Владимир Личутин - Раскол. Роман в 3-х книгах: Книга III. Вознесение
... А ночи-то зимние ох долги, кажется, во весь человечий век, и тут вся земная жизнь проскочит пред глазами, как один зыбкий суметливый день, и Аввакумовы жесткие остереги не по разу придут на ум, как бы притекут по воздусям из дикой тундры, где в землю закопан протопоп, и окажутся чистой правдою. Верно толковал он у Пафнутия Боровского в тюремных юзах, когда навещала сидельца тайком: де, нашито страсти предсказывал сам Христос: «Если преследовали меня, то будут преследовать и вас, и ненавистны будете всем человекам ради моего имени...» С еретиками какой мир? Бранися с ним до смерти и не повинуйся его уму развращенному. Беги от еретика и не говори ему ничего о правоверии, токмо плюй на него. Ибо обесчестишься, душу свою извредишь, ево не исправишь, а себе язвы примешь...

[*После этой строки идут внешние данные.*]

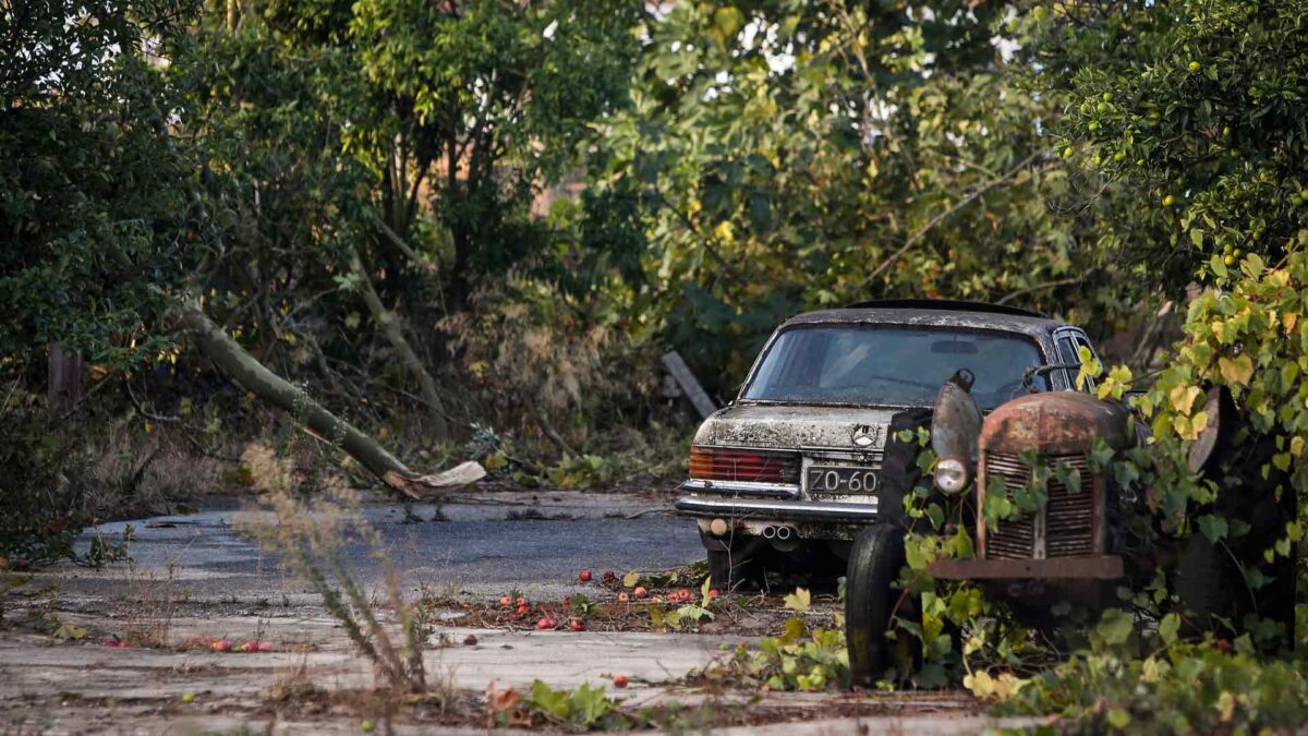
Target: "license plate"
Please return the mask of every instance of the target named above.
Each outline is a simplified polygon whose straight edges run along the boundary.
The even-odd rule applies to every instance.
[[[878,471],[850,465],[810,465],[806,470],[810,494],[875,494]]]

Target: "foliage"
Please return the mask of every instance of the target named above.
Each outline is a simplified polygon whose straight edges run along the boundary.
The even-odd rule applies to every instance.
[[[1006,17],[778,0],[649,21],[590,185],[641,204],[636,306],[721,389],[800,308],[943,295],[1067,312],[1079,284],[1096,309],[1113,266],[1045,207],[1067,190],[1041,132],[1056,109],[1012,83]]]
[[[0,10],[0,356],[63,343],[131,365],[171,351],[152,289],[195,265],[203,212],[161,64],[187,0]]]
[[[358,494],[332,474],[314,478],[314,496],[302,498],[296,486],[305,474],[268,445],[250,445],[242,462],[262,494],[264,513],[243,516],[239,529],[311,585],[390,688],[426,693],[421,617],[404,598],[377,529],[361,515]],[[349,542],[362,542],[382,570],[383,595],[398,633],[390,630],[373,596],[347,566],[344,549]]]
[[[1087,187],[1104,193],[1101,248],[1180,295],[1214,255],[1275,262],[1303,242],[1305,12],[1141,0],[1031,13],[1039,84],[1067,101],[1065,156],[1113,185]]]
[[[1171,618],[1147,647],[1122,650],[1125,636],[1105,639],[1035,677],[1006,674],[1002,685],[973,691],[998,702],[999,714],[1059,712],[1057,731],[1065,733],[1239,733],[1303,724],[1301,660],[1260,660],[1247,639],[1233,647],[1179,639]],[[1131,631],[1129,617],[1118,621]]]
[[[807,630],[790,618],[780,636],[757,644],[739,644],[731,659],[706,668],[708,682],[763,686],[769,690],[821,691],[840,688],[849,678],[849,652],[844,629]]]

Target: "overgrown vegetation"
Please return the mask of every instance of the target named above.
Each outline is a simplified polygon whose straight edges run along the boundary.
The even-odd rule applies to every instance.
[[[0,557],[69,555],[97,516],[166,495],[143,437],[167,424],[266,495],[283,524],[251,529],[420,690],[411,609],[387,592],[392,639],[332,551],[370,534],[337,473],[386,473],[331,457],[297,477],[255,444],[242,474],[218,449],[275,441],[258,402],[335,407],[320,435],[357,426],[404,470],[473,458],[593,487],[679,461],[663,350],[727,397],[794,310],[948,296],[1107,342],[1087,375],[1152,428],[1088,458],[1131,499],[1131,553],[1220,550],[1256,604],[1304,572],[1305,18],[1300,0],[5,4]],[[1184,325],[1154,325],[1160,305]],[[47,386],[60,355],[88,390]],[[1240,431],[1198,473],[1210,389]],[[1189,616],[1171,568],[1101,616],[1053,606],[1039,634],[931,580],[973,554],[976,512],[999,524],[1050,478],[1080,483],[1028,460],[1036,482],[981,509],[909,496],[896,681],[1090,731],[1300,724],[1277,622]],[[1298,507],[1261,524],[1253,492]],[[732,672],[836,686],[837,642],[789,627]],[[556,695],[536,698],[552,723],[607,718],[603,694]]]

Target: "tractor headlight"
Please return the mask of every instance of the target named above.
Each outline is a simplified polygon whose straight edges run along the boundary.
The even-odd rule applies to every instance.
[[[935,487],[954,495],[968,487],[968,465],[957,457],[942,457],[935,464]]]

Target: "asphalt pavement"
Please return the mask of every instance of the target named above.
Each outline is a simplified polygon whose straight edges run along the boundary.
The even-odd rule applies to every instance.
[[[382,538],[386,562],[407,585],[438,587],[450,593],[498,595],[508,589],[561,595],[581,589],[583,568],[619,574],[662,570],[702,559],[695,524],[667,512],[661,498],[556,491],[475,494],[439,508],[370,504],[365,516]],[[256,598],[303,593],[276,558],[239,534],[234,521],[247,507],[229,503],[192,515],[158,516],[102,524],[88,532],[109,538],[132,528],[132,575],[169,574],[192,596]],[[446,520],[433,520],[433,519]],[[361,543],[341,550],[365,584],[385,567]],[[75,589],[109,593],[115,575],[77,574]]]

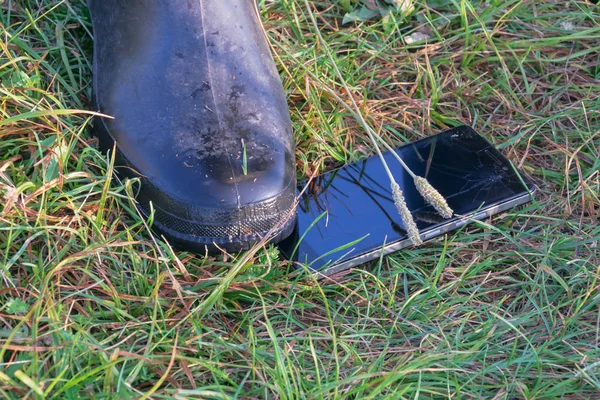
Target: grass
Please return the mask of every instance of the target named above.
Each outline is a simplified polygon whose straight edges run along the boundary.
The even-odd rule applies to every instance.
[[[427,5],[427,4],[429,5]],[[598,398],[600,9],[415,1],[341,26],[311,2],[367,120],[458,124],[537,200],[317,284],[272,248],[205,258],[148,230],[90,136],[82,0],[0,3],[0,396]],[[300,177],[373,154],[302,0],[262,1]],[[427,41],[406,44],[414,32]]]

Аще он когда и мягко с тобой говорит, уклоняйся его, понеже уловит тебя.
Глава вторая
Апрель снега зажигает.
Бессонное солнце раноставам за негасимую свешу; неумираемо живет сердешный батюшко, едва скатываясь за Камень, и вновь выпрастывается из постелей, по-лебединому выгнув спину и встопорщив жаркое перо.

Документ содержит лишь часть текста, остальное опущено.